I ran across a couple of interesting blog posts that got me thinking about infrastructure and automation.

The first was from Markus Frind, the CEO of Plentyoffish.com. Markus reported that according to hitwise.com, Plentyoffish was the 13th most heavily trafficed site last year. It may be the most popular site you've never heard of if you're not into online dating.

The interesting part of that is that all this is done with just a handful of servers.

  • PlentyOfFish (POF) gets 1.2 billion page views/month, and 500,000 average unique logins per day. The peak season is January, when it will grow 30 percent.
  • POF has one single employee: the founder and CEO Markus Frind.
  • Makes up to $10 million a year on Google ads working only two hours a day.
  • 30+ Million Hits a Day (500 - 600 pages per second).
  • 1.1 billion page views and 45 million visitors a month.
  • Has 5-10 times the click through rate of Facebook.
  • A top 30 site in the US based on Competes Attention metric, top 10 in Canada and top 30 in the UK.
  • 2 load balanced web servers with 2 Quad Core Intel Xeon X5355 @ 2.66Ghz), 8 Gigs of RAM (using about 800 MBs), 2 hard drives, runs Windows x64 Server 2003.
  • 3 DB servers. No data on their configuration.
  • Approaching 64,000 simultaneous connections and 2 million page views per hour.
  • Internet connection is a 1Gbps line of which 200Mbps is used.
  • 1 TB/day serving 171 million images through Akamai.
  • 6TB storage array to handle millions of full sized images being uploaded every month to the site.

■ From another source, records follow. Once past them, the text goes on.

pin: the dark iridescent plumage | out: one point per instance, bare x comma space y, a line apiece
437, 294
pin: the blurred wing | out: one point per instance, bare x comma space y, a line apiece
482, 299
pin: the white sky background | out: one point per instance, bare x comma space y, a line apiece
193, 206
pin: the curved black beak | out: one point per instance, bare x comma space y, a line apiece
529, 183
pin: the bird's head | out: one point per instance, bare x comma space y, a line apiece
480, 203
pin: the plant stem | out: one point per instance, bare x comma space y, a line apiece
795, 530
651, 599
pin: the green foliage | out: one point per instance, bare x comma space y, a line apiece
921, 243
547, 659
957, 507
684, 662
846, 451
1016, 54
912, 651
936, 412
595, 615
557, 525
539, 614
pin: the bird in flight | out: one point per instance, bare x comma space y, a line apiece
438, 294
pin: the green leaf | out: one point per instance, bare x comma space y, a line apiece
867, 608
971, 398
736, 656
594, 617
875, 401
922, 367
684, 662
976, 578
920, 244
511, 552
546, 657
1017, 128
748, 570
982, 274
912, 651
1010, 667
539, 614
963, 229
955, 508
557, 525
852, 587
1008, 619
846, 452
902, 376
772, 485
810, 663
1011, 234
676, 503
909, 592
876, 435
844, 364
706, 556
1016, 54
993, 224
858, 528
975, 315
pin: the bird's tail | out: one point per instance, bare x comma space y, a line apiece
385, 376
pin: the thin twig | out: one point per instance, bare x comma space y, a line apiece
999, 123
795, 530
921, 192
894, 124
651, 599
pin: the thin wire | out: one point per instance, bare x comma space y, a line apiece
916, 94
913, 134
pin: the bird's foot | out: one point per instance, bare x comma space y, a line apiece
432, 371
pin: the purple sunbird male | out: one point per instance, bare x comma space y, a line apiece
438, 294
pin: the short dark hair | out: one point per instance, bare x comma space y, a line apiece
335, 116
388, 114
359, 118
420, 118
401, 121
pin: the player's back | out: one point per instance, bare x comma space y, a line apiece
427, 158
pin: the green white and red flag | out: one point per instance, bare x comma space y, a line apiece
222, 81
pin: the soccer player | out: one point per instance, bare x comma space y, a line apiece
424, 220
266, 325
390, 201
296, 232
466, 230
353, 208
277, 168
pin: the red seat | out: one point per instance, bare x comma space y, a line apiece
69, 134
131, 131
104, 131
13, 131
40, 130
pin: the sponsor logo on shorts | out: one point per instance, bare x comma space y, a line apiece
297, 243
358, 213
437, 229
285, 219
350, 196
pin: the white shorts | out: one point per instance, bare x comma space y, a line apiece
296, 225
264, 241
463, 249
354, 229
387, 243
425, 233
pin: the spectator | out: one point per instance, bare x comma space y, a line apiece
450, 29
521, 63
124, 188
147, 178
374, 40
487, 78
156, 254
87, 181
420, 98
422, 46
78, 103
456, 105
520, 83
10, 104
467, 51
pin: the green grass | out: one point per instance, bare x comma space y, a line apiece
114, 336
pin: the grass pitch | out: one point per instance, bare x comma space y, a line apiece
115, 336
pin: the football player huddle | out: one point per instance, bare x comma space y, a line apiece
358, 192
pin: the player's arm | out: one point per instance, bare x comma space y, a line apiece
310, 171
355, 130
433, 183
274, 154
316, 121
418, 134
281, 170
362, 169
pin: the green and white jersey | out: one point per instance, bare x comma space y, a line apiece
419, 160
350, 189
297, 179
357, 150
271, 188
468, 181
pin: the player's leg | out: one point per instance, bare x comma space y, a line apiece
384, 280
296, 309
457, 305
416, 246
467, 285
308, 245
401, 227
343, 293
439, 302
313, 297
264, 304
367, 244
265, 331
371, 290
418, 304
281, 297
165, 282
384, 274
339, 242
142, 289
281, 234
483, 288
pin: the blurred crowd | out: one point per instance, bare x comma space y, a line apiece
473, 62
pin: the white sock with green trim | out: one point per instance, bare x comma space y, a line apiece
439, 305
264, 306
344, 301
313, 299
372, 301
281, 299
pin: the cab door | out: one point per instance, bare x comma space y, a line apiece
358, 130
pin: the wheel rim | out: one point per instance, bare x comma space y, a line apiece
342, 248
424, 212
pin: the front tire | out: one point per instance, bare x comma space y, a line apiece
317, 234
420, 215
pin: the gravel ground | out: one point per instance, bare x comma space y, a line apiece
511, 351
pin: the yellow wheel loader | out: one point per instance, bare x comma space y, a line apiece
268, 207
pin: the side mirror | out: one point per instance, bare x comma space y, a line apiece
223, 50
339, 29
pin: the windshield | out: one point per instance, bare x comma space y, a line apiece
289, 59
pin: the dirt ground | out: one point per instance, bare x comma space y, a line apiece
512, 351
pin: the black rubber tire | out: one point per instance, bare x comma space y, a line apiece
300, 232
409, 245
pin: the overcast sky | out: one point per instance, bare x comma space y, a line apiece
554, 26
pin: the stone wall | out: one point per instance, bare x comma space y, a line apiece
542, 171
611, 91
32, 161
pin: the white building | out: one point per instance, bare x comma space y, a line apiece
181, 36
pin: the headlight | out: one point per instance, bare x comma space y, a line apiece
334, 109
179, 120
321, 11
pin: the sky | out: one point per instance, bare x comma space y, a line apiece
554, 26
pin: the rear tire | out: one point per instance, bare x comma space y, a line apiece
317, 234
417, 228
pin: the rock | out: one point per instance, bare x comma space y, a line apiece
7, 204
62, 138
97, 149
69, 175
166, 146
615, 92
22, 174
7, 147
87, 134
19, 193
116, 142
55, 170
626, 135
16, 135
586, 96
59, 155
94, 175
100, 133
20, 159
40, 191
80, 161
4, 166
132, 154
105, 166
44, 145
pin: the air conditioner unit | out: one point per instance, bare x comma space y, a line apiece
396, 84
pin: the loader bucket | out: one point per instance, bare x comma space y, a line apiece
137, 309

Did you catch that? The 13th biggest Web site by visitors is run on five servers! I'm in awe. Note that these are Windows servers.

The seconds was a post about Gnip's numbers:

  • 99.9%: the Gnip service has 99.9% up-time.
  • 0: we have had zero Amazon Ec2 instances fail.
  • 10: ten Ec2 instances, of various sizes, run the core, redundant, message bus infrastructure.
  • 2.5m: 2.5 million unique activities are HTTP POSTed (pushed) into Gnip's Publisher front door each day.
  • 2.8m: 2.8 million activities are HTTP POSTed (pushed) out Gnip's Consumer back door each day.
  • 2.4m: 2.4 million activities are HTTP GETed (polled) from Gnip's Consumer back door each day.
  • $0: no money has been spent on framework licenses (unless you include "AWS").

These too are impressive numbers in their own way. Built entirely on EC2, this is a service that represents a different way to skin the cat with cloud-based computing.

One of the things I liked about the Gnip post was their discussion of architecture and simplicity. One thing struck me: no database.

The reason that stands out is that that was a major design goal for me as I set out to design and build the Kynetx Network Service (KNS) that forms the core of out product offering. I've had such headaches managing services with databases that I was determined to keep them out. We made tough decisions sometimes that would have been easier to do with a database in that architecture.

Sometimes that works and sometimes it doesn't. In the case of a dating site, it's hard to imagine how some kind of database wouldn't be central to the design. In the case of Gnip or Kynetx, the service can and should be delivered without it. Plentyoffish has scaled well by scaling vertically (5 beefy servers) whereas Gnip and KNS are designed to scale horizontally virtually forever.